如果能檢附連結,以利大家奇文共賞,就請提供吧。:)
我所挑的其實並非一篇「讀過」的「文章」,而是近來在podcast上聽到的一則與寫作相關對談。因為正好去呼應到不久前工作上發生過的一些狀況,所以決定就選這篇當回答。
這個podcast節目叫做The Writing Show。在此順便向英文聽力沒問題的創作者們推薦一下,個人覺得這對有志寫作的入門者是個十分有幫助的節目,聊的範圍也很廣,從寫作到出版甚至圖像插畫的創作都有,有機會可以訂閱來聽聽看。
我所提的訪談是這篇:
You’ve Finished Writing Your Book. Now What?
With freelance editor and typographer Dick Margulis
‧按此下載該篇訪談的MP3
這次訪談中有許多關於作者態度的部分,我相信對常在網上作創作發表的人而言,應該都不陌生。個人在此稍加粗略筆錄幾段:
1:47
主持人Paula B
"So you're a writer, and you want to publish your book, what should you be thinking about once you've actually finished writing?"
Dick Margulis
"I think the first thing you want to think about when you’re done writing is you’re done writing. Writing is a very personal thing especially with fiction, but even with none-fiction at the subject that you are passionate about. But once you are done writing, your object is to sell books, and a book is a product, so you have to think of it as a product and stop thinking of it as your child. You have to be able to distant yourself from the object.
And I think that is a key transition that a lot of writers especially young writers or people who haven't written something before miss. They miss that transition and so it's just like pulling hair or finger nails out of them when anybody criticizes something or suggests a change and that's not the purpose. The purpose, once you done writing, is let's turn this into a product and that means you have to do all the things involved in making a product in terms of product development.
You have done the creative part, ok great, now it has to go into some kind of production stream, and that it has to get marketed, and then it has to have a product life cycle, just like an engineering product."
Paula B
"What are some other things that writers should be thinking about, when they want to change their mindset? Obviously when that's your child, you are thinking about how perfect you want to make it, and how emotional you want to make the product. You want to have an emotional connection. You as the author have the emotional connection. Of course you'd like to have your reader to have the emotional connection."
Dick Margulis
"Absolutely, and that's all in the content of that you have written. I am not suggesting that that isn't important to you as an individual. What I am saying is you have to be able to distant yourself.
The first writing job I've ever had - and I was young… I think I was 21 at the time. I was a copywriter, for J Walter Thompson (編按:JWT, 美國最大的廣告經記機構), and a junior copywriter. And I go into the first group meeting. We had a little group of 4 or 5 writers and we were writing magazine ads for cars, which I knew nothing about. We had an assignment, and we handed it in on our yellow sulphite scratched paper that we all typed on. I handed my sheet in to the boss, my copy chief, named Ruesell Willis, It’s 1968 that I am talking about. And he started ripping and shredding, and just totally tearing apart the few sentences that I have written. And I started like oh, this guy’s attacking me, and I am a failure, and all these negative feelings that people have when they are criticized the first time. And he saw the moisture welling up in my eyes in front of 4 other people, and he said, ok look. This is not personal. This is about the words on the page.
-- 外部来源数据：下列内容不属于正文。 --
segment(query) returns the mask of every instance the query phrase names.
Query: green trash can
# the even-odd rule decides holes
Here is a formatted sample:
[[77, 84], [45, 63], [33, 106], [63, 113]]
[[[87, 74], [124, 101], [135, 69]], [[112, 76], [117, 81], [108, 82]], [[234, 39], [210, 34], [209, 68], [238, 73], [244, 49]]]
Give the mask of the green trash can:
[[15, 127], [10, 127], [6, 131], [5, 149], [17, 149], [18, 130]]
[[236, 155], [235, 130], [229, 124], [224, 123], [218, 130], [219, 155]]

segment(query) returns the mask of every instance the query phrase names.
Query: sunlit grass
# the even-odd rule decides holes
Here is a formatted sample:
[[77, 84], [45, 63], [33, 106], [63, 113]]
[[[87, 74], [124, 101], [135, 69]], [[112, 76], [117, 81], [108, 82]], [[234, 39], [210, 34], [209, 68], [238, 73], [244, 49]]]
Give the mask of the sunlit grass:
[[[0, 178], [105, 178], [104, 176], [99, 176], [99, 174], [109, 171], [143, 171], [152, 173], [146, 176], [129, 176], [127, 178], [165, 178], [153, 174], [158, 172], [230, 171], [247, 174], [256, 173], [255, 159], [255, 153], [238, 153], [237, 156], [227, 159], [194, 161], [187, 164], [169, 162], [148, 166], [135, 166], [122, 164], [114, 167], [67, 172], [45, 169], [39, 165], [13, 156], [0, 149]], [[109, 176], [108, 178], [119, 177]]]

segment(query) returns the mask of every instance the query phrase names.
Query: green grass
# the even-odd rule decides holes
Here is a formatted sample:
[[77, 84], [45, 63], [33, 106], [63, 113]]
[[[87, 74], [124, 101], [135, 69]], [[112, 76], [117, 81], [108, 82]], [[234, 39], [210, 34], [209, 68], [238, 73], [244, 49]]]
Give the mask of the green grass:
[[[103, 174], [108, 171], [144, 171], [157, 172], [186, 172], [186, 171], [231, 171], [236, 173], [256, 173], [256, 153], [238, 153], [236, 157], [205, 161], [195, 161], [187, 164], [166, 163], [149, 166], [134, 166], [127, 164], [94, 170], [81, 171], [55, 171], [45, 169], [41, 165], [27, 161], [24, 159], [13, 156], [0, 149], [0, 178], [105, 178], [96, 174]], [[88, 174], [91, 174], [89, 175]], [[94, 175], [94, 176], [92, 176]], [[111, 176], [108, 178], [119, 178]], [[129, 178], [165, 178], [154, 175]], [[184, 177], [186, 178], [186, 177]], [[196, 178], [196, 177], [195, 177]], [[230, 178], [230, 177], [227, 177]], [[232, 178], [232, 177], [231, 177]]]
And that’s a lesson that I took with me, and internalized. And I think everybody needs to do that. It’s not personal. It’s not about you. It’s about the piece of paper, with words on it, and the fact that it’s a medium though which you were trying to communicate something to a reader, and now you have to look at it from the reader’s point of view, not from your own personal point of view."
Paula B
“So if you want to make something into a product, what are the sorts of things you have to consider?”
Dick Margulis
“Well, the first thing you have to consider is: Who’s the audience? Who’s going to want to read this? Why are they going to want to read it? And what’s the best way to communicate with them?
So if an editor says to you, ‘you know that’s kind of an obscure reference there, and this is really sort of a practical book for the average consumer, and they are not gonna get that reference and maybe rather than getting them confused, let’s take that out.’ Well maybe your very favorite phrase in the whole world, but trust the editor on that.
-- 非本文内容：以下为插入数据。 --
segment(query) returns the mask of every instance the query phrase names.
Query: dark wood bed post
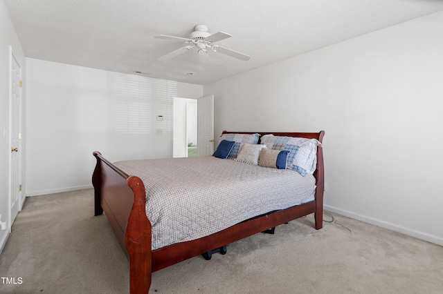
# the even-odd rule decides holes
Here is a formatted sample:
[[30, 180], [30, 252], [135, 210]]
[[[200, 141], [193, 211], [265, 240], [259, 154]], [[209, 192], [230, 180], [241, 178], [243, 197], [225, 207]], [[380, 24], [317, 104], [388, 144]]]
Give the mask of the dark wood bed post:
[[[322, 130], [318, 134], [318, 141], [323, 143], [325, 131]], [[316, 177], [316, 212], [314, 213], [316, 229], [319, 230], [323, 226], [323, 191], [325, 190], [325, 165], [323, 164], [323, 148], [317, 147], [317, 169], [315, 171]]]
[[[103, 208], [105, 208], [106, 216], [129, 260], [131, 293], [147, 293], [151, 286], [152, 252], [152, 226], [146, 216], [145, 185], [139, 177], [129, 176], [119, 170], [103, 158], [100, 153], [94, 151], [93, 155], [97, 159], [97, 165], [92, 176], [94, 215], [102, 215]], [[112, 170], [114, 171], [111, 171]], [[124, 180], [114, 186], [112, 183], [105, 185], [104, 181], [109, 181], [108, 178], [114, 175], [112, 173], [116, 172], [115, 175], [123, 177], [120, 179], [125, 179], [125, 186], [127, 185], [126, 186], [130, 188], [132, 193], [129, 195], [121, 190], [119, 185], [123, 185]], [[121, 198], [127, 197], [132, 204], [129, 215], [116, 211], [115, 209], [118, 207], [114, 207], [115, 205], [125, 204], [126, 202], [115, 203], [115, 199], [109, 198], [107, 200], [107, 197], [104, 197], [103, 193], [108, 193], [112, 190], [118, 191], [117, 194], [121, 193]]]
[[129, 256], [131, 293], [145, 294], [151, 286], [152, 226], [146, 216], [143, 182], [134, 176], [128, 177], [127, 182], [134, 195], [125, 234], [125, 243]]
[[101, 155], [102, 154], [98, 151], [94, 151], [92, 153], [97, 159], [97, 164], [96, 168], [92, 174], [92, 186], [94, 186], [94, 215], [101, 215], [103, 214], [103, 208], [102, 204], [100, 204], [100, 199], [102, 195], [102, 189], [100, 183], [102, 182], [102, 175], [100, 173], [101, 169], [101, 161], [97, 155]]

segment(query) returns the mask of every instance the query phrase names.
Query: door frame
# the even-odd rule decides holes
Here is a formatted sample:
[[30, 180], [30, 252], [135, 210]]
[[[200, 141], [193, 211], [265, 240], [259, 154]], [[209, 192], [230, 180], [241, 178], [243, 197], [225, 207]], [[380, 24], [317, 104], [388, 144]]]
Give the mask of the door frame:
[[[23, 141], [22, 141], [22, 134], [23, 134], [23, 88], [22, 88], [22, 83], [23, 83], [23, 68], [22, 66], [20, 65], [20, 63], [19, 62], [19, 61], [17, 60], [17, 59], [15, 57], [15, 55], [14, 55], [14, 52], [12, 50], [12, 46], [9, 46], [9, 52], [10, 52], [10, 59], [9, 59], [9, 148], [8, 148], [8, 150], [11, 150], [12, 148], [12, 132], [13, 132], [13, 126], [12, 124], [14, 124], [14, 119], [15, 119], [15, 115], [17, 114], [17, 112], [15, 112], [15, 110], [12, 109], [12, 63], [14, 62], [14, 61], [15, 61], [15, 63], [17, 63], [17, 65], [18, 66], [19, 68], [19, 83], [20, 83], [20, 86], [19, 86], [19, 108], [17, 110], [18, 112], [18, 115], [19, 116], [19, 119], [18, 119], [18, 128], [19, 128], [19, 138], [18, 140], [18, 148], [19, 148], [19, 154], [18, 154], [18, 165], [17, 167], [19, 168], [19, 182], [20, 185], [22, 185], [21, 186], [21, 189], [19, 191], [19, 197], [17, 199], [17, 205], [18, 205], [18, 210], [17, 210], [17, 214], [19, 211], [21, 210], [21, 208], [23, 208], [23, 205], [24, 204], [24, 201], [26, 199], [26, 197], [24, 197], [24, 186], [23, 186], [23, 179], [24, 179], [24, 176], [23, 176], [23, 171], [24, 171], [24, 168], [23, 168]], [[8, 168], [9, 168], [9, 177], [8, 177], [8, 210], [9, 210], [9, 215], [8, 216], [8, 230], [9, 231], [9, 233], [11, 233], [11, 228], [12, 226], [12, 223], [15, 220], [15, 217], [17, 217], [17, 215], [15, 215], [14, 216], [14, 218], [12, 218], [12, 157], [9, 156], [9, 159], [8, 159]]]

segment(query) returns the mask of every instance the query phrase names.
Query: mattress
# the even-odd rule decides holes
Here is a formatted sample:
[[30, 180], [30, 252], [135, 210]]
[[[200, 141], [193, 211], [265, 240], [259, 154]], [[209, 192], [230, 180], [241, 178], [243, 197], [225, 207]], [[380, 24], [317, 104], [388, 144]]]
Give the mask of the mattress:
[[146, 190], [152, 250], [312, 200], [315, 178], [213, 156], [123, 161]]

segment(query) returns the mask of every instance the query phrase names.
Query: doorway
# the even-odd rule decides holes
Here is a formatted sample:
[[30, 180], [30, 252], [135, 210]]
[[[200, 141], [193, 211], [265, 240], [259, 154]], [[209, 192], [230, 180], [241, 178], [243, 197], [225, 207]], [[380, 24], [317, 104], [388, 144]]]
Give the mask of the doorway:
[[173, 157], [197, 155], [197, 100], [174, 98]]
[[21, 67], [10, 49], [10, 142], [11, 157], [10, 161], [10, 208], [9, 230], [21, 210]]

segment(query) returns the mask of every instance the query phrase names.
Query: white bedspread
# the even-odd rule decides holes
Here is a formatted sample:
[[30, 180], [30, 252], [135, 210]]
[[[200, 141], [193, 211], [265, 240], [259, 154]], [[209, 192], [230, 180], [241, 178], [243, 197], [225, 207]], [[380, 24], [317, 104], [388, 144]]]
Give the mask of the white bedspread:
[[315, 178], [212, 156], [116, 162], [146, 189], [152, 250], [311, 199]]

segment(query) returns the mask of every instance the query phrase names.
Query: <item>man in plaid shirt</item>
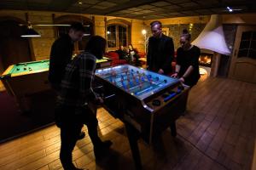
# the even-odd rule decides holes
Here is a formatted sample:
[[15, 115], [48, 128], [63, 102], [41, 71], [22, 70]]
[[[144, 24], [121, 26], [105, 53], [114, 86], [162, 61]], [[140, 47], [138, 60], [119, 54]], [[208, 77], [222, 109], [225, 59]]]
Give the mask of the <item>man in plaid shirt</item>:
[[96, 159], [106, 156], [112, 144], [110, 140], [102, 142], [98, 137], [96, 104], [101, 104], [103, 100], [91, 88], [96, 59], [102, 57], [105, 48], [106, 40], [94, 36], [89, 40], [84, 52], [66, 67], [55, 112], [56, 124], [61, 128], [60, 158], [65, 170], [79, 169], [72, 162], [72, 151], [83, 124], [88, 127]]

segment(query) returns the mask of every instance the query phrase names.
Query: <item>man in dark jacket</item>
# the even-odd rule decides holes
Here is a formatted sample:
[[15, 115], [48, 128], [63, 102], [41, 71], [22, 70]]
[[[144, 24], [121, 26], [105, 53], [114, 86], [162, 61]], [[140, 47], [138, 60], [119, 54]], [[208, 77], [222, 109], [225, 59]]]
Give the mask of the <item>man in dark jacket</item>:
[[60, 93], [65, 67], [72, 60], [74, 42], [81, 41], [84, 32], [81, 23], [74, 23], [71, 26], [68, 34], [59, 37], [51, 47], [49, 82], [57, 94]]
[[153, 21], [150, 26], [153, 37], [148, 39], [148, 69], [168, 75], [172, 72], [172, 60], [174, 56], [172, 38], [162, 33], [162, 24], [160, 21]]
[[[81, 23], [71, 25], [68, 34], [59, 37], [51, 47], [48, 79], [56, 95], [60, 95], [61, 83], [64, 76], [65, 67], [71, 62], [73, 44], [81, 41], [85, 30]], [[78, 139], [83, 139], [84, 133], [81, 132]]]

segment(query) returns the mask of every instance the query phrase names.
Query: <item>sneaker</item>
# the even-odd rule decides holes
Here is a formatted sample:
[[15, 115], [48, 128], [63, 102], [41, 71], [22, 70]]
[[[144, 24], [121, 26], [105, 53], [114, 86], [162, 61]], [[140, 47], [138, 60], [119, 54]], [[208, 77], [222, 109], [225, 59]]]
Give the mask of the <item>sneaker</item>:
[[85, 137], [85, 133], [81, 131], [79, 136], [78, 137], [78, 139], [80, 140]]
[[94, 146], [94, 155], [96, 161], [100, 161], [108, 155], [109, 148], [112, 145], [110, 140], [102, 142], [100, 145]]

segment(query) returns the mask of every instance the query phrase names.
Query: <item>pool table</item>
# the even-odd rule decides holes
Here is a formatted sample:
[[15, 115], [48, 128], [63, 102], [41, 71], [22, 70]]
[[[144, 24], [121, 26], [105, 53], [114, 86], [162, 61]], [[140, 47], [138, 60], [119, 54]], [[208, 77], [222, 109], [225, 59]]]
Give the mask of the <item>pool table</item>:
[[[8, 93], [15, 98], [21, 111], [30, 110], [27, 97], [50, 89], [48, 82], [49, 60], [39, 60], [12, 65], [2, 74], [2, 80]], [[96, 60], [96, 68], [111, 65], [111, 60], [103, 57]]]

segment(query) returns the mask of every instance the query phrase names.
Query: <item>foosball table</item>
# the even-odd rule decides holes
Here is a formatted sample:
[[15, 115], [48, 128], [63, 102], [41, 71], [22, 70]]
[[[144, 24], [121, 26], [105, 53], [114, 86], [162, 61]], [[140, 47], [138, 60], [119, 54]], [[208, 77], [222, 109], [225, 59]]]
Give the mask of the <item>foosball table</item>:
[[137, 169], [142, 168], [137, 139], [151, 143], [185, 111], [189, 87], [178, 79], [129, 65], [98, 69], [96, 82], [104, 94], [104, 108], [125, 126]]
So stepwise, what’s gonna happen is, your manuscript is going be looked at by an editor, probably a development editor who’s going to say, ‘mmmm I am loosing my train of thoughts here. What’s going on? Maybe this section has to be moved here; maybe you need to develop this a little more with friction; maybe this character isn’t resonating with me… seems kind of flat… maybe you need to build him up some more….’ A lot of that goes in fiction in a crit group (編按:critique group), you know before you ever get to an editor, you are in a club with your friends, and you are critiquing each other’s work, and some of those group were great, and some of them aren’t terribly effective, but at some point it’s gonna get to an editor who’s gonna say, ‘ok it’s pretty good, BUT we need to make these changes. I need you to contribute more. You are the writer to fill in these gaps. I don’t know where you are going with this. This argument’s confusing…’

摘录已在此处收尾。